Thursday, May 5, 2011

Why I said no to No2AV

Six months ago, I wrote a piece stating that it would be in Britain’s interest to vote No to the Alternative Vote. AV was a “miserable little compromise”, which twisted the principle of ‘one man, one vote’ and could lead to a succession of additional coalition governments in Westminster. I continue to share these concerns about AV, and do not feel that some of them have been satisfactorily answered.

But in what was by all accounts the most boring, pathetic and asinine election cycle in recent memory, the No2AV campaign decided debase the whole affair by going slumming in order to, in appears, win this referendum. First, there was Baroness Warsi – an unelected, bigoted, poisonous, shrill washerwoman with no qualifications to sit in the Cabinet or speak publicly on pretty much anything – smearing the Yes campaign by saying that a vote for AV is a vote for the BNP. The BNP, to clarify, backed the No vote (though its supporters lent toward voting Yes).

Then there was the ridiculous, unsubstantiated claim that the implementation of AV would cost the taxpayer £250 million, which included the cost of buying new voting machines.
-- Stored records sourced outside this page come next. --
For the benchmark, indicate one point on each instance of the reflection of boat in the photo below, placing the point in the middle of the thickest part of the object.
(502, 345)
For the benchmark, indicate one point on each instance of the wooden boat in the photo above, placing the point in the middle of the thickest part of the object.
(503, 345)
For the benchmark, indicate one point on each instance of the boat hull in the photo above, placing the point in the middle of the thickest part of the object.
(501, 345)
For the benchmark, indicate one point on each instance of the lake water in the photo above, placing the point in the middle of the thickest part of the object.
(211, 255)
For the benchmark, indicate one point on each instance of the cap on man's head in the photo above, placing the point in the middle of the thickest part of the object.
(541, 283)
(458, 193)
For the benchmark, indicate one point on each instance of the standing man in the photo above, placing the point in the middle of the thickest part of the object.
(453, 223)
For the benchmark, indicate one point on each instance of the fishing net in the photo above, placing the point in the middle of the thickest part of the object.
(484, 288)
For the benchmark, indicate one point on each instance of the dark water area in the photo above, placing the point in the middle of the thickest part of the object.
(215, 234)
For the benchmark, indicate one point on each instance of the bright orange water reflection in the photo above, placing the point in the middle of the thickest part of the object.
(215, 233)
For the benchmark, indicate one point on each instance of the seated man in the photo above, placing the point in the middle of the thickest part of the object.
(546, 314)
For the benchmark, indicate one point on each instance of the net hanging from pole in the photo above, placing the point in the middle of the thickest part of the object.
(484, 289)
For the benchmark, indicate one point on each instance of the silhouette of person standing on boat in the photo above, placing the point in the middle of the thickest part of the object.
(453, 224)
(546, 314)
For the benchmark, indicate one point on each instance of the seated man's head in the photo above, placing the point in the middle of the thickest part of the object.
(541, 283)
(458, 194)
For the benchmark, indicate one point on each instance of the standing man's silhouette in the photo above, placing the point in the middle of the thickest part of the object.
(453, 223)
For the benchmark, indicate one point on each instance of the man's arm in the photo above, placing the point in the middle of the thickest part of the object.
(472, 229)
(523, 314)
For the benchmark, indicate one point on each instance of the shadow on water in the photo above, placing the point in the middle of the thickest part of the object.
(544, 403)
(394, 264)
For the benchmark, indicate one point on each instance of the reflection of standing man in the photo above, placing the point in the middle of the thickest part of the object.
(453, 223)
David Blunkett today admitted this figure had been made up, stating: “We are in the middle of an election campaign. People in elections use made-up figures”. He added that AV “would undoubtedly cost more but I have used an extra £90 million”. Another fictitious figure, then.

No2AV forced me to vote Yes. They failed to make the case which could very easily have been made, that AV isn’t any kind of magical fix that those on the Yes campaign are making it out to be. Instead, their campaigners, politicians and activists took an extended sojourn in the intellectual favelas, indulging in mendacity and smears to capture what will be a dirty victory.

That AV will not be transformative helped me to come round to the idea. AV retains the constituency link, and offers a minor tweak to the voting system that might help to rid parts of this nation of Labour and Tory fiefdoms and rotten boroughs. It’s funny that, just two years after the duck-house hysteria of MP’s expenses, the public will vote to retain the very system that ensures corruption’s continuation.

“If, as most opinion polls now suggest, the Noes have it”, Timothy Garton Ash argues in today’s Guardian, “this will be a victory not just for the Conservatives, as a party, but for a small-c conservative, English view of how Britain should be”. Indeed, that we have missed the chance to slightly alter the way we vote for the better, and that AV may be crushed by a campaign based on lies, just shows what a calcified little navel-gazing island we truly are.